OpenInterpreter / 01

The #1 open-source voice interface for desktop, mobile, and ESP32 chips.
https://01.openinterpreter.com/
GNU Affero General Public License v3.0
4.97k stars 524 forks source link

computer.display.view() crashes 01 #109

Open Maclean-D opened 7 months ago

Maclean-D commented 7 months ago

After 01 calls computer.display.view() it opens a screenshot of the screen, hangs, then crashes. CleanShot 2024-03-22 at 00 23 36@2x ignore the blue play button that's just speechify

Desktop:

Console Output:

poetry run 01 The currently activated Python version 3.12.2 is not supported by the project (>=3.9,<3.12). Trying to find and use a compatible version. Using python3.11 (3.11.7)

Starting...

INFO: Started server process [1839] INFO: Waiting for application startup.

Ready.

INFO: Application startup complete. INFO: Uvicorn running on http://0.0.0.0:10001 (Press CTRL+C to quit) INFO: ('127.0.0.1', 63207) - "WebSocket /" [accepted] INFO: connection open

Press the spacebar to start/stop recording. Press CTRL-C to exit. Recording started... Recording stopped. audio/wav /var/folders/f5/sz18sylj3fs3kc_76_57ttjr0000gn/T/input_20240322002322198717.wav /var/folders/f5/sz18sylj3fs3kc_76_57ttjr0000gn/T/output_20240322002322200512.wav

View my computer display.

Alright, let's have a look at your display.

computer.display.view()

[IPKernelApp] WARNING | Parent appears to have exited, shutting down. [IPKernelApp] WARNING | Parent appears to have exited, shutting down.

    Python Version: 3.11.7
    Pip Version: 24.0
    Open-interpreter Version: cmd: Open Interpreter 0.2.3 New Computer Update

, pkg: 0.2.3 OS Version and Architecture: macOS-14.3.1-arm64-arm-64bit CPU Info: arm RAM Info: 8.00 GB, used: 3.35, free: 0.12

    # Interpreter Info

    Vision: True
    Model: gpt-4-vision-preview
    Function calling: False
    Context window: 110000
    Max tokens: 4096

    Auto run: True
    API base: None
    Offline: False

    Curl output: Not local

    # Messages

    System Message: You are the 01, a screenless executive assistant that can complete any task.

When you execute code, it will be executed on the user's machine. The user has given you full and complete permission to execute any code necessary to complete the task. Run any code to achieve the goal, and if at first you don't succeed, try again and again. You can install new packages. Be concise. Your messages are being read aloud to the user. DO NOT MAKE PLANS. RUN CODE QUICKLY. Try to spread complex tasks over multiple code blocks. Don't try to complex tasks in one go. Manually summarize text.

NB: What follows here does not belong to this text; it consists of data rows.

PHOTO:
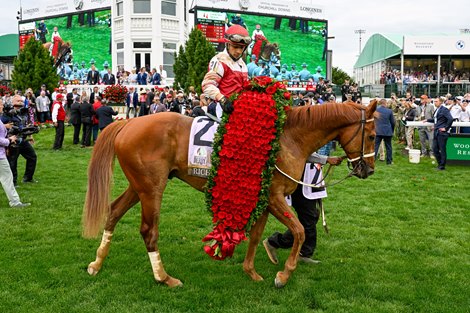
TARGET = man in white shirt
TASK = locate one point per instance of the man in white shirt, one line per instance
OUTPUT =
(163, 75)
(257, 31)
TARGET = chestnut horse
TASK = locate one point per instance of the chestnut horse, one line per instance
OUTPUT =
(154, 148)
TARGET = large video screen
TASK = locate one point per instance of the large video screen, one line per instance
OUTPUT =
(299, 41)
(89, 34)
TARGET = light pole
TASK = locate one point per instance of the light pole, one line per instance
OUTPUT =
(360, 32)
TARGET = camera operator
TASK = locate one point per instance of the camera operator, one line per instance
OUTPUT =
(18, 117)
(6, 177)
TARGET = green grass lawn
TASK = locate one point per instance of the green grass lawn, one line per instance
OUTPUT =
(398, 242)
(295, 47)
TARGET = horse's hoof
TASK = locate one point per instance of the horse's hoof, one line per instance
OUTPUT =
(92, 270)
(173, 282)
(278, 282)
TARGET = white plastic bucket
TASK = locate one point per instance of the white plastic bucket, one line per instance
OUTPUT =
(414, 155)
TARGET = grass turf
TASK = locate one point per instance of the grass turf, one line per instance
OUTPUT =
(398, 242)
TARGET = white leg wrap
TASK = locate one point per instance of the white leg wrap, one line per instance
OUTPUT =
(157, 266)
(106, 239)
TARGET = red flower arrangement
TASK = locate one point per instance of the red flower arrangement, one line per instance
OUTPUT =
(115, 93)
(5, 89)
(243, 160)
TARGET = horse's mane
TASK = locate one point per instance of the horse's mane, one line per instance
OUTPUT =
(314, 116)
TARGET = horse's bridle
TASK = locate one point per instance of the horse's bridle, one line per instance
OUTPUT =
(361, 127)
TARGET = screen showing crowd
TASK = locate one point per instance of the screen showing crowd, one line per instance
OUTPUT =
(279, 42)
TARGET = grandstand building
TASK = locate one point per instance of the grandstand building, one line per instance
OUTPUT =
(430, 64)
(148, 33)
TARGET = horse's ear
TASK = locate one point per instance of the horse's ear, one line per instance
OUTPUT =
(371, 108)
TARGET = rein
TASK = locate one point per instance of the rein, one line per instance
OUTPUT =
(350, 161)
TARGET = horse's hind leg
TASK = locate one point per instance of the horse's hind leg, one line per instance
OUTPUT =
(119, 207)
(151, 203)
(255, 237)
(279, 208)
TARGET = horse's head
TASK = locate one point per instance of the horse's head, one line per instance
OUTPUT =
(358, 141)
(268, 50)
(65, 48)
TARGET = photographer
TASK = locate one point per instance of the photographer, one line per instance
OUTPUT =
(17, 117)
(6, 177)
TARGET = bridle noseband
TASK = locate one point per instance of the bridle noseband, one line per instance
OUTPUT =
(361, 127)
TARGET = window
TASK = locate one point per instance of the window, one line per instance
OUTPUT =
(169, 7)
(142, 45)
(169, 45)
(168, 61)
(119, 8)
(142, 6)
(120, 58)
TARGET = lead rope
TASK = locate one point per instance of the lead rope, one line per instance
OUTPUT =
(323, 217)
(317, 186)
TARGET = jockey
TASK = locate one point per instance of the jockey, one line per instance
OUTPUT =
(55, 38)
(227, 70)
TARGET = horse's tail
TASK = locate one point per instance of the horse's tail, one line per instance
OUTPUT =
(100, 176)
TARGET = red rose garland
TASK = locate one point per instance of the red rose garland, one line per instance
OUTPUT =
(115, 93)
(243, 162)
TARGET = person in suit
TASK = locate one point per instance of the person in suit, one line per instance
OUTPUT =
(142, 77)
(132, 100)
(93, 77)
(109, 78)
(426, 133)
(442, 123)
(156, 77)
(86, 112)
(105, 115)
(75, 119)
(95, 93)
(384, 128)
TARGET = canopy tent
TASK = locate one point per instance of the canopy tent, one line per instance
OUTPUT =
(380, 47)
(10, 46)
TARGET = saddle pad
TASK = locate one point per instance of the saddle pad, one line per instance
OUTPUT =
(200, 146)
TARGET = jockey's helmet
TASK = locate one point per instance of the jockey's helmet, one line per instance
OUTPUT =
(237, 35)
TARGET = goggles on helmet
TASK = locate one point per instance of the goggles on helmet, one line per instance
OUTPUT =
(237, 39)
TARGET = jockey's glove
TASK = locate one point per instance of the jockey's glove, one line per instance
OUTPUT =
(227, 105)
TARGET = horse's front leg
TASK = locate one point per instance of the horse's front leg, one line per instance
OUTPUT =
(119, 207)
(151, 203)
(255, 237)
(279, 208)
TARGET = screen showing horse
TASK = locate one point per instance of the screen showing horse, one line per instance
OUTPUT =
(277, 41)
(87, 34)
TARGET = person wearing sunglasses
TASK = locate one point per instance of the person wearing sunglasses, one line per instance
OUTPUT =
(227, 70)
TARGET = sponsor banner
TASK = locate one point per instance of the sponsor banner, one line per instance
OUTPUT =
(300, 9)
(458, 148)
(62, 7)
(437, 45)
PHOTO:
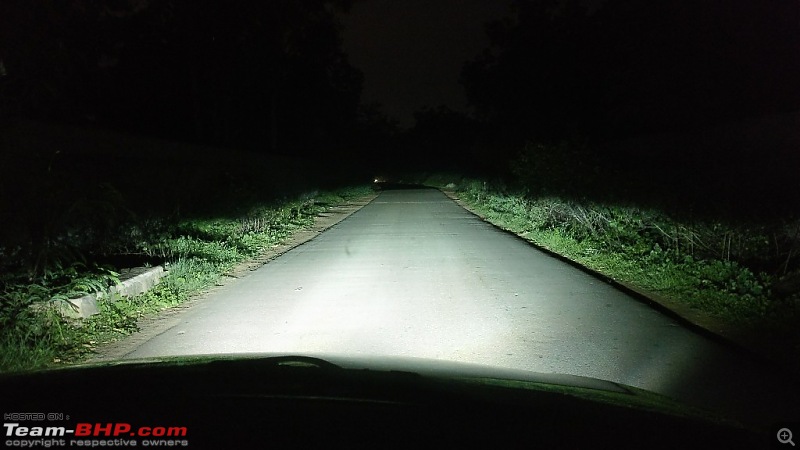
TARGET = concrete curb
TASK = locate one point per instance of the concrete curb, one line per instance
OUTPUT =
(135, 281)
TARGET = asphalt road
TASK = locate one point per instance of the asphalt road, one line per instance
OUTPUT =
(414, 274)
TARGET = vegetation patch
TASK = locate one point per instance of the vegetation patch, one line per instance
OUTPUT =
(196, 252)
(736, 273)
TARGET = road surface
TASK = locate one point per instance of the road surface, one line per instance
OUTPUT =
(414, 274)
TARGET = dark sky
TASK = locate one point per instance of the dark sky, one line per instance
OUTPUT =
(411, 51)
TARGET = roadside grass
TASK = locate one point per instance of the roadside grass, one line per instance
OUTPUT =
(197, 251)
(710, 267)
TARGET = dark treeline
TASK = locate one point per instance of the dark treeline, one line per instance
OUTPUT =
(696, 77)
(268, 76)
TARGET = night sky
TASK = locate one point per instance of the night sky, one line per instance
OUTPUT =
(411, 52)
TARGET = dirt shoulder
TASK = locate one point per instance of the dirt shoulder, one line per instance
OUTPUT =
(154, 325)
(746, 339)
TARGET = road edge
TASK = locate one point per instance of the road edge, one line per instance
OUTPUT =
(699, 322)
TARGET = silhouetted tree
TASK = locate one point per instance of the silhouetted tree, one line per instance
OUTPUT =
(621, 67)
(253, 74)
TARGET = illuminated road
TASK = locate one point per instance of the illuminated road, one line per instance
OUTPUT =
(414, 274)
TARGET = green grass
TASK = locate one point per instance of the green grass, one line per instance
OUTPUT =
(644, 248)
(198, 251)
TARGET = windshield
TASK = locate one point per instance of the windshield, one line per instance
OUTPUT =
(597, 188)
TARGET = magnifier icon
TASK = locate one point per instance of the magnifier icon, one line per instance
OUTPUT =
(785, 436)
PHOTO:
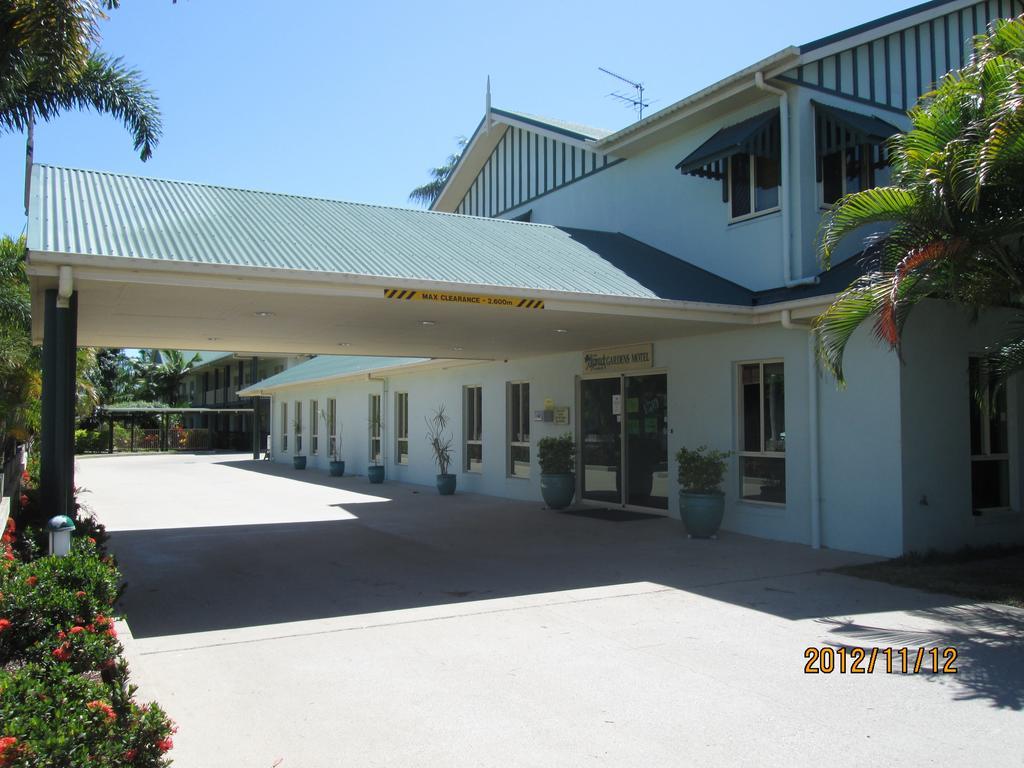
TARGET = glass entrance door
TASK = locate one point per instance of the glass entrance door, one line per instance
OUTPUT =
(601, 439)
(630, 413)
(646, 407)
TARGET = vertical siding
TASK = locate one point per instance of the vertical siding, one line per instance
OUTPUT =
(893, 71)
(523, 166)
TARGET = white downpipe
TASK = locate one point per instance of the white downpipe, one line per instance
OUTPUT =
(814, 441)
(783, 127)
(66, 287)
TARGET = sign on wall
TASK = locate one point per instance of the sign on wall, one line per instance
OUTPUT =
(619, 358)
(515, 302)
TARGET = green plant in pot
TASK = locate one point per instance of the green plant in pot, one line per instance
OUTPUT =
(701, 502)
(375, 472)
(557, 459)
(298, 461)
(337, 464)
(440, 440)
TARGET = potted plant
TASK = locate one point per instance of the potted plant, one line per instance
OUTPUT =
(557, 459)
(440, 443)
(337, 465)
(701, 502)
(298, 461)
(376, 470)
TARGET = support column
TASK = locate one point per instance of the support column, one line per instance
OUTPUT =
(56, 456)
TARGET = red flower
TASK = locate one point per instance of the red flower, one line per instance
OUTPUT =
(8, 749)
(104, 708)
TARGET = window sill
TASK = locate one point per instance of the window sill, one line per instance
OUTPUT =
(755, 215)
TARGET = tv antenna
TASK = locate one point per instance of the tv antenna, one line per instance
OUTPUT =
(636, 99)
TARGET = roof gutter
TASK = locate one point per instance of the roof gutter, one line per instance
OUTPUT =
(783, 116)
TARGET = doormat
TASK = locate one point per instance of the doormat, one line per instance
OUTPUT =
(611, 515)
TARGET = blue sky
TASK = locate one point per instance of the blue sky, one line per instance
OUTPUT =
(356, 100)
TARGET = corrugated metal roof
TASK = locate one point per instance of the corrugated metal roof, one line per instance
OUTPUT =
(326, 367)
(574, 130)
(107, 214)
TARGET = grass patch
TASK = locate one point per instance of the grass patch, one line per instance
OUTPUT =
(993, 574)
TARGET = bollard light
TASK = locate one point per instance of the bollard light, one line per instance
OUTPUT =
(59, 528)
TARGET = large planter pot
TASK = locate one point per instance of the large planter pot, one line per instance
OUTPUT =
(558, 489)
(701, 513)
(445, 484)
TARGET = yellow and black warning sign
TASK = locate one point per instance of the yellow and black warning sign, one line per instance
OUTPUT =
(514, 302)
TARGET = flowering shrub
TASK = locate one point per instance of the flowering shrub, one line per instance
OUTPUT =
(58, 607)
(49, 716)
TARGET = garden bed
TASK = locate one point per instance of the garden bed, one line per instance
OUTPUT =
(994, 574)
(66, 698)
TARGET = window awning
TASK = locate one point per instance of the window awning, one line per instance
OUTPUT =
(757, 135)
(838, 128)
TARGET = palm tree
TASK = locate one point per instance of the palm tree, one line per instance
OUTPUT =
(428, 193)
(955, 208)
(48, 65)
(170, 372)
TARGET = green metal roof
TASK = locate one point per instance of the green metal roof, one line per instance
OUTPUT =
(325, 367)
(105, 214)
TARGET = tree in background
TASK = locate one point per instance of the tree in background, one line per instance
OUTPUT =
(428, 193)
(956, 209)
(49, 62)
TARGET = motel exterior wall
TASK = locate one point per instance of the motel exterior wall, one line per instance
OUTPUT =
(859, 454)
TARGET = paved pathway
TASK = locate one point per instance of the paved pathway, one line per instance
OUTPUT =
(288, 619)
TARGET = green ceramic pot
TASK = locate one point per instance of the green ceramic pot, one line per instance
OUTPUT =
(445, 484)
(701, 513)
(558, 491)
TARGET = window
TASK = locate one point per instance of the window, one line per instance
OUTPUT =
(989, 441)
(474, 429)
(518, 407)
(376, 428)
(313, 427)
(754, 183)
(762, 432)
(845, 171)
(284, 427)
(332, 426)
(401, 427)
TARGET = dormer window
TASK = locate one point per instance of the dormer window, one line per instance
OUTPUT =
(745, 158)
(850, 148)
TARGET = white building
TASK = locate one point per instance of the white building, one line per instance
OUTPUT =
(653, 292)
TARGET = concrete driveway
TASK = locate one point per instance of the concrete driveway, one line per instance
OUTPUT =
(288, 619)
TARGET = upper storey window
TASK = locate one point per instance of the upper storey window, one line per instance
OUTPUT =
(850, 151)
(745, 158)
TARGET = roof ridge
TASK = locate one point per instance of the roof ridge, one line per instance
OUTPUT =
(249, 190)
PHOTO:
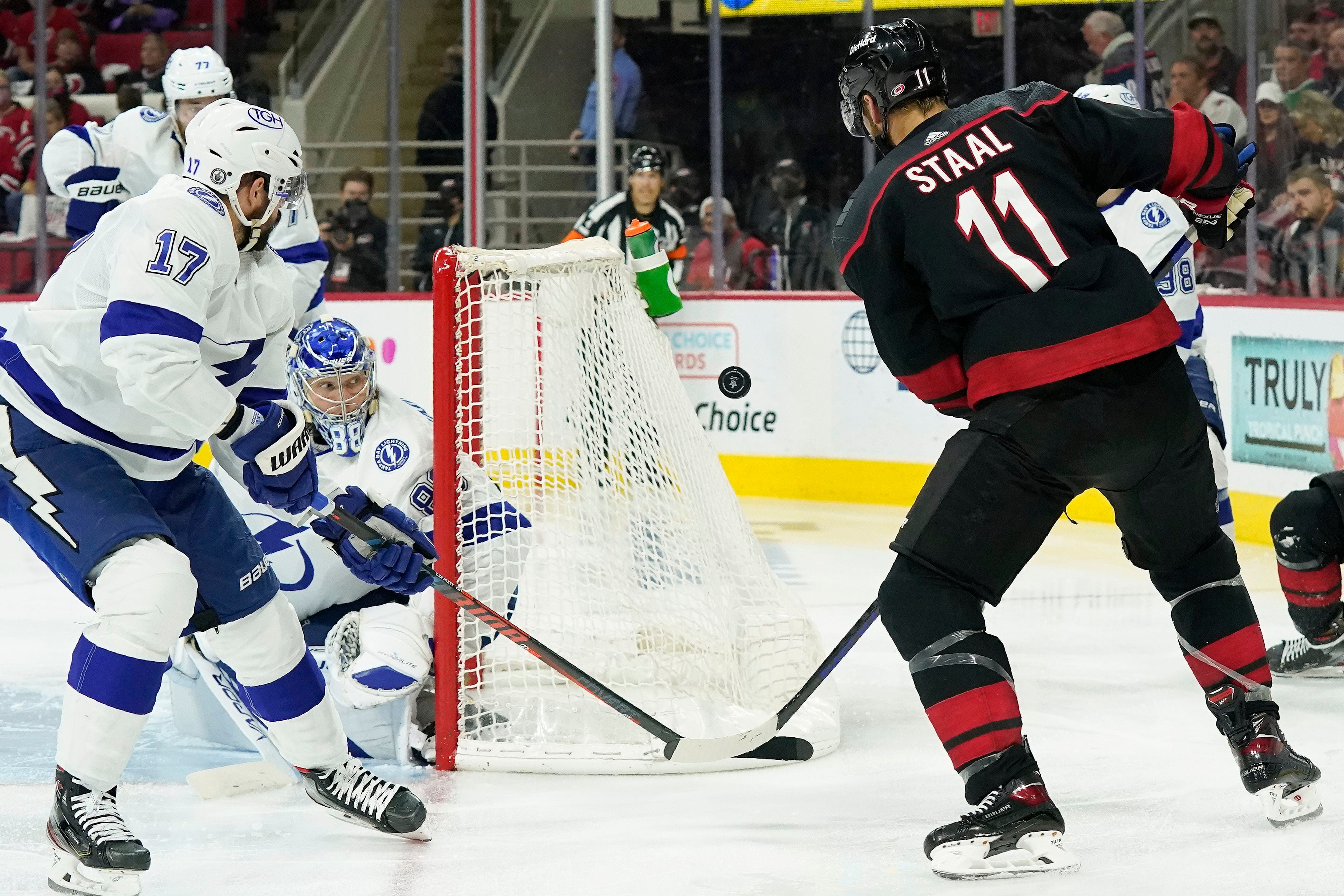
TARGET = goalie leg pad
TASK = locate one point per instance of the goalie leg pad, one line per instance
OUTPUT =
(283, 684)
(144, 594)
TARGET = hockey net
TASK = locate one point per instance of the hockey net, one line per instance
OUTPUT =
(635, 561)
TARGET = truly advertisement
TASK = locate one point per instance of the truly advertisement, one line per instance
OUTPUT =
(1288, 402)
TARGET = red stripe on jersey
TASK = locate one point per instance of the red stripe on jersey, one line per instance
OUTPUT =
(1311, 589)
(937, 382)
(1242, 651)
(929, 151)
(1053, 363)
(974, 708)
(1197, 151)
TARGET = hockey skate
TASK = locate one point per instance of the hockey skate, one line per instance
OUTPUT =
(1318, 657)
(95, 851)
(1279, 776)
(354, 794)
(1014, 831)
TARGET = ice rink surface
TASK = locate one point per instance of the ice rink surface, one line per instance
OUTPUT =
(1147, 785)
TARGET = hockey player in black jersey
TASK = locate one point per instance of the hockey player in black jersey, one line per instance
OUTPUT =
(996, 293)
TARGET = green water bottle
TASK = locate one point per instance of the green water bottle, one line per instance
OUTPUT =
(652, 271)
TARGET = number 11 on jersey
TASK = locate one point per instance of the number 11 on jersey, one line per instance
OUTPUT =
(1010, 195)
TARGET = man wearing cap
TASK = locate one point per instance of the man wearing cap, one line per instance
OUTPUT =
(745, 258)
(643, 199)
(1226, 73)
(799, 232)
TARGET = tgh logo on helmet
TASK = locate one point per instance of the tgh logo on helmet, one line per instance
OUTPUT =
(267, 119)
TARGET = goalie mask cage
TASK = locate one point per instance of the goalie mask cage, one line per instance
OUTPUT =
(619, 541)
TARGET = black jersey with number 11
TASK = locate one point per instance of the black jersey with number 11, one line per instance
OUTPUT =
(982, 257)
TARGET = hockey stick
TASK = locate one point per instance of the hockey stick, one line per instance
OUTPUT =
(1164, 266)
(758, 743)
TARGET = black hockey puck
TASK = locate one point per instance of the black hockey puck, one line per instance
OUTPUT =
(734, 382)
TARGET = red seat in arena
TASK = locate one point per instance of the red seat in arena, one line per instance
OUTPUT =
(202, 13)
(125, 48)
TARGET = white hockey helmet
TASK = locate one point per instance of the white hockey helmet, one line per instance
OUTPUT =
(193, 73)
(230, 139)
(1115, 95)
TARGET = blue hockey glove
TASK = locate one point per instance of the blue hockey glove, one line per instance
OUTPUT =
(396, 566)
(273, 441)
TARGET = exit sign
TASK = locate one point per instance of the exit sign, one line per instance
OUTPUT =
(986, 23)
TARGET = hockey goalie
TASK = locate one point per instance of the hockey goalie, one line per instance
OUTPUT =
(369, 625)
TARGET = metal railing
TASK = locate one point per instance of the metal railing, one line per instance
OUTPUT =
(535, 189)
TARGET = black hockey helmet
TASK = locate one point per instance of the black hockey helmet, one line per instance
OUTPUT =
(646, 159)
(893, 64)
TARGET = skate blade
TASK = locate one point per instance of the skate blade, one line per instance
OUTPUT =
(1284, 809)
(69, 876)
(1037, 854)
(359, 823)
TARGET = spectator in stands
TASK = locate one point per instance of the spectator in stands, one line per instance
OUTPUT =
(435, 237)
(58, 116)
(1279, 144)
(128, 99)
(1322, 129)
(627, 86)
(1190, 85)
(154, 57)
(15, 125)
(799, 233)
(138, 15)
(58, 19)
(1226, 73)
(73, 62)
(441, 119)
(357, 238)
(1106, 38)
(1291, 70)
(746, 260)
(76, 113)
(1307, 258)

DON'T TELL THE USER THE METHOD YOU'LL USE, OR MAKE PLANS. ACT LIKE THIS:


user: Are there any concerts in Seattle? assistant: Let me check on that.

computer.browser.search("concerts in Seattle")
Upcoming concerts: Bad Bunny at Neumos...

It looks like there's a Bad Bunny concert at Neumos...

Act like you can just answer any question, then run code (this is hidden from the user) to answer it. THE USER CANNOT SEE CODE BLOCKS. Your responses should be very short, no more than 1-2 sentences long. DO NOT USE MARKDOWN. ONLY WRITE PLAIN TEXT.

TASKS

Help the user manage their tasks. Store the user's tasks in a Python list called tasks. The user's current task list (it might be empty) is: {{ tasks }} When the user completes the current task, you should remove it from the list and read the next item by running tasks = tasks[1:]\ntasks[0]. Then, tell the user what the next task is. When the user tells you about a set of tasks, you should intelligently order tasks, batch similar tasks, and break down large tasks into smaller tasks (for this, you should consult the user and get their permission to break it down). Your goal is to manage the task list as intelligently as possible, to make the user as efficient and non-overwhelmed as possible. They will require a lot of encouragement, support, and kindness. Don't say too much about what's ahead of them— just try to focus them on each step at a time.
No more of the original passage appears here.